Marathon Digital, one of the largest Bitcoin mining companies in the world, reported mixed results for the first quarter of 2024. While the company’s earnings per share beat analyst expectations, its revenue fell short due to operational challenges faced during the quarter.
TLDR
- Marathon Digital, a major Bitcoin mining company, missed Wall Street’s revenue expectations for Q1 2024 due to operational challenges.
- The company mined 2,811 Bitcoins in Q1, a 34% decrease from the previous quarter, citing unexpected equipment failures, transmission line maintenance, and weather-related curtailments.
- Despite missing revenue estimates, Marathon Digital reported earnings per share of $1.26, beating analyst expectations, thanks to the adoption of new FASB fair value accounting rules that allowed them to recognize unrealized gains on their Bitcoin holdings.
- The company’s stock fell around 1.5% in after-hours trading on May 9, and its share price is down 26% year-to-date.
- Marathon Digital is sticking to its 2024 guidance of ramping up to 50 exahash per second (EH/s) and expects additional growth in 2025.
According to the company’s earnings report, Marathon Digital mined 2,811 Bitcoins in Q1 2024, a significant 34% decrease compared to the previous quarter.
The company attributed this decline to a series of unexpected issues, including equipment failures, transmission line maintenance, and weather-related curtailments at its mining facilities, particularly in Garden City, Texas, and other sites.
“Bitcoin production, and therefore revenues, generated during the quarter was negatively impacted by unexpected equipment failures, transmission line maintenance, and higher than anticipated weather-related curtailments at Garden City and other sites during the quarter,” the company stated.
Despite the lower-than-expected Bitcoin production and revenue, Marathon Digital reported earnings per share of $1.26 for the first quarter, easily surpassing Wall Street’s estimate of $0.02.
However, this positive outcome was largely due to the company’s adoption of the newly-approved Financial Accounting Standards Board (FASB) fair value accounting rules, which allowed Marathon Digital to record a favorable mark-to-market adjustment on its Bitcoin holdings.

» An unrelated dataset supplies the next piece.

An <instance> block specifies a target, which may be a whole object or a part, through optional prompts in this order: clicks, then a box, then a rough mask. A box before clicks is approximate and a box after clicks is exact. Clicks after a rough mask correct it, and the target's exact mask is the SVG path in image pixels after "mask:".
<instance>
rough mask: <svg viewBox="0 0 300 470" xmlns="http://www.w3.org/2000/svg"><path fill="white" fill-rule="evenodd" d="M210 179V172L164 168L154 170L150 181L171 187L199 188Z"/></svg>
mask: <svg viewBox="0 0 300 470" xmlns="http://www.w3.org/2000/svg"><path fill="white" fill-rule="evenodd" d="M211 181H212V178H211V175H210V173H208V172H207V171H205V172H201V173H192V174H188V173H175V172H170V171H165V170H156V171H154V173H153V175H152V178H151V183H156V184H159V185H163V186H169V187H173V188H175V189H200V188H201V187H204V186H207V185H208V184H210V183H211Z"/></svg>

The company’s stock price reacted negatively to the mixed results, with shares falling approximately 1.5% in after-hours trading on May 9.
Marathon’s Q1 2024 Earnings Release is here:
– Revenues Increase 223% to a Record $165.2 Million
– Net Income Increases 184% to a Record $337.2 Million, or $1.26 per Diluted Share
– Adjusted EBITDA Increases 266% to a Record $528.8 Million pic.twitter.com/MCzh0U46SK— MARA (@MarathonDH) May 9, 2024
Year-to-date, Marathon Digital’s stock has declined by 26%, underperforming its peer Riot Platforms (RIOT), whose stock has fallen by 40% over the same period.
Nonetheless, Marathon Digital remains optimistic about its future prospects. The company is sticking to its 2024 guidance of ramping up its computing power to 50 exahash per second (EH/s), a significant increase from its current level of 27 EH/s.
The company expects additional growth in 2025, though specific targets have not been disclosed.
During the earnings call, Marathon Digital CEO Fred Thiel acknowledged the challenges faced in Q1 but assured investors that the company had taken steps to mitigate the issues and was operating at record-high computing power levels.
“We mitigated a number of these issues,” Thiel said, referring to the equipment failures and weather-related curtailments. “We’re operating at a record high of 27 exahashes per second.”
Thiel also reaffirmed the company’s bullish outlook on Bitcoin, stating that Marathon Digital remains committed to its long-term strategy of expanding its mining operations and capitalizing on the growing demand for the world’s largest cryptocurrency.